И только уголек – одинаковый. В тот день я хорошо познакомился с чужим угольком, словно рубал его всю жизнь.
Однако лучше я расскажу все по порядку...
Так не терпелось поскорее оказаться при деле и увидеть угольный комбайн в работе, что я, чуть ли не с вокзала, поехал на шахту – по дороге лишь забросил чемодан в рабочий отель и переоделся.
В конторе ждал штейгер Осецкий – колючие глаза, худощав, с сильной проседью, впалые щеки, жилистая шея, щетинистые усы и такие же щетинистые, высоко вздернутые брови, сходящиеся к переносью под прямым углом.
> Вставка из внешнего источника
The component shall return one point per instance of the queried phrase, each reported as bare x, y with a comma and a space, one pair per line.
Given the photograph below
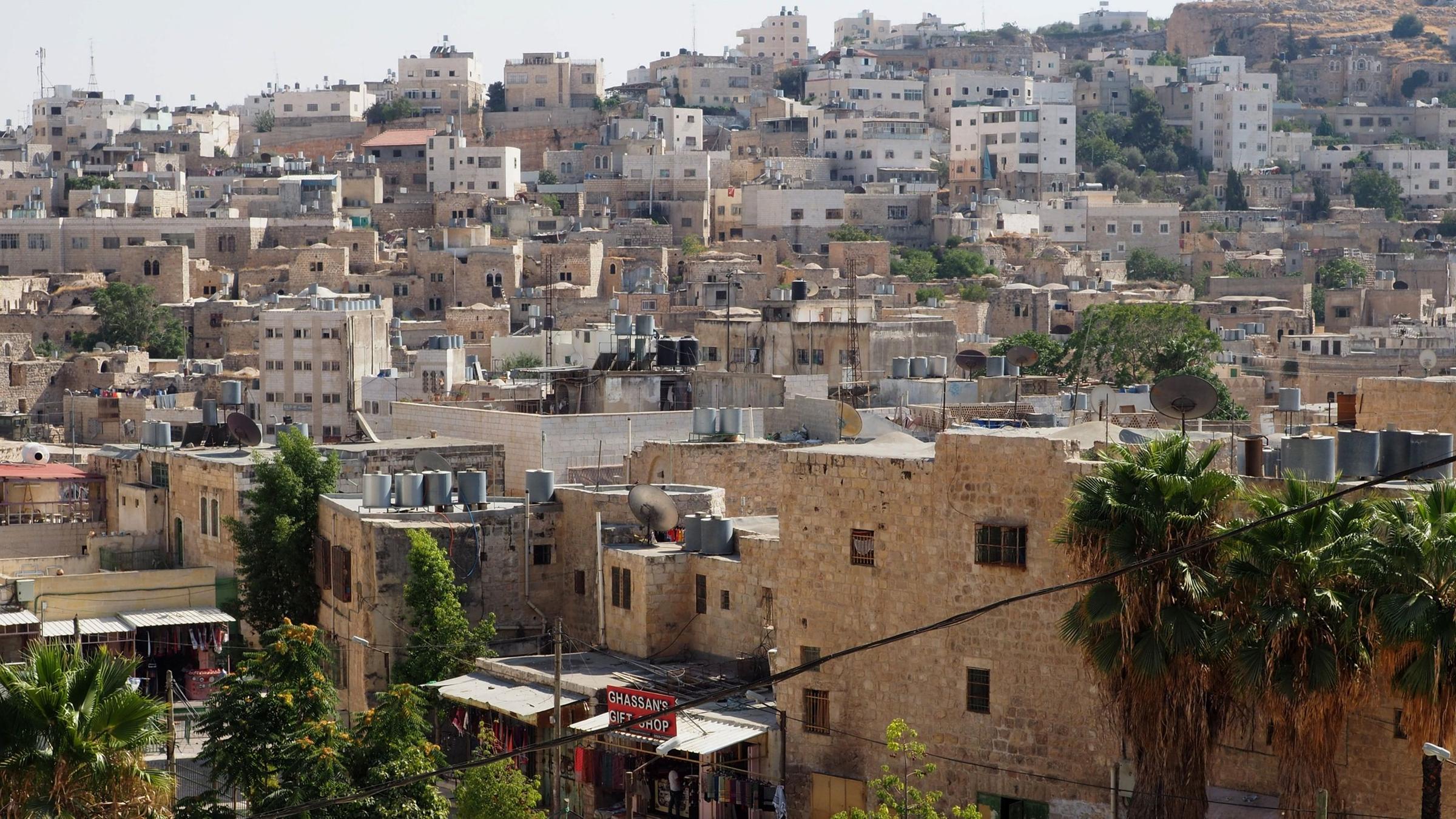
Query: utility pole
555, 769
Сам назвался по имени-отчеству, значит, уже встречался с русскими.
Люциан Янович хмуро сообщил, что прикомандирован ко мне на все время работы. Я горячо поблагодарил и обещал не очень его затруднять, на что пан штейгер никак не отозвался. Очевидно, не только усы и брови, но и нрав у него колючий. Он сразу дал понять, что не испытывает никакого удовольствия от поручения опекать меня.
Пан штейгер не был поклонником нашего угольного комбайна, о чем во всеуслышание заявил, едва выйдя со мной из клети.
Конечно, неурядиц в лавах – хоть отбавляй; пан штейгер провел ребром костлявой ладони по горлу.
Казалось, даже спина пана штейгера выражала недовольство, когда он шагал впереди меня по «ходникам» шахты. Его долговязый силуэт вычерчивался очень отчетливо, лампа как у всех висела на груди.
Потом мы стояли рядышком и вжимались в стену. Оглушал нарастающий грохот, и на расстоянии вытянутой руки мимо проносился электровоз, а за ним вагонетки с углем. Я чувствовал лицом напор воздуха, отжатого поездом к стене штрека. Искры летели из-под колес и высвечивали наши резиновые сапоги. Грохот быстро удалялся, и вновь становилось слышно, как где-то поблизости журчит вода.
Всю смену мы не разлучались. В одной клети поднялись на-гора́, вместе сдали в «ламповню» свои лампы, вымылись в душевой и всюду продолжали спор, начатый еще при первом знакомстве. Пан штейгер настаивал на том, что комбайн следует усовершенствовать – кто же станет возражать? Но при этом пан штейгер приписывал конструкторам грехи, в которых те вовсе не виноваты, злился и твердил, что ему хотят «пустить угольную пыль в глаза»...
Вечером в шахтерской ресторации состоялся праздничный ужин; все же не так часто на шахту «22 июля» приезжают гости из Сибири.
Люциан Янович, как многие мои соседи по столу, был в форме польского горняка – темно-серый костюм, петлицы обшиты золотой тесьмой, молоточки скрестили рукоятки на воротнике и на пуговицах.
Мы уселись рядом – так удобнее спорить.
Сосед мой – ругатель и забияка; и то ему не нравится, и это не по нем. Судя по тому, как снисходительно и спокойно шахтеры относились к его ворчанию, характер Люциана Яновича хорошо им знаком.
Так вот, Люциан Янович недоволен тем, что оба комбайна «Донбасс» установлены в самых богатых лавах шахты, что их обслуживают лучшие машинисты. Нельзя же в шахте устраивать оранжерею и выращивать рекорды в тепличных условиях. Кому нужны рекорды, выросшие в искусственном климате?
Я согласился, что не следует раньше времени хвалиться работой комбайна. Но при внедрении новых машин мы должны создавать для них условия наибольшего благоприятствования. Ведь так легко очернить любую новинку, открытие, изобретение! Вдруг новая машина окажется в холодных, нерадивых руках? Пострадает ее репутация!
Я согласился с паном штейгером, что закрывать глаза на болезни, которыми болеет ребенок твоего друга, – скверная вежливость. Но мы не имеем права оставлять без опеки машину, когда она только становится на ноги. Пусть пан штейгер вспомнит – сколько раз падает дитя, прежде чем научится ходить?!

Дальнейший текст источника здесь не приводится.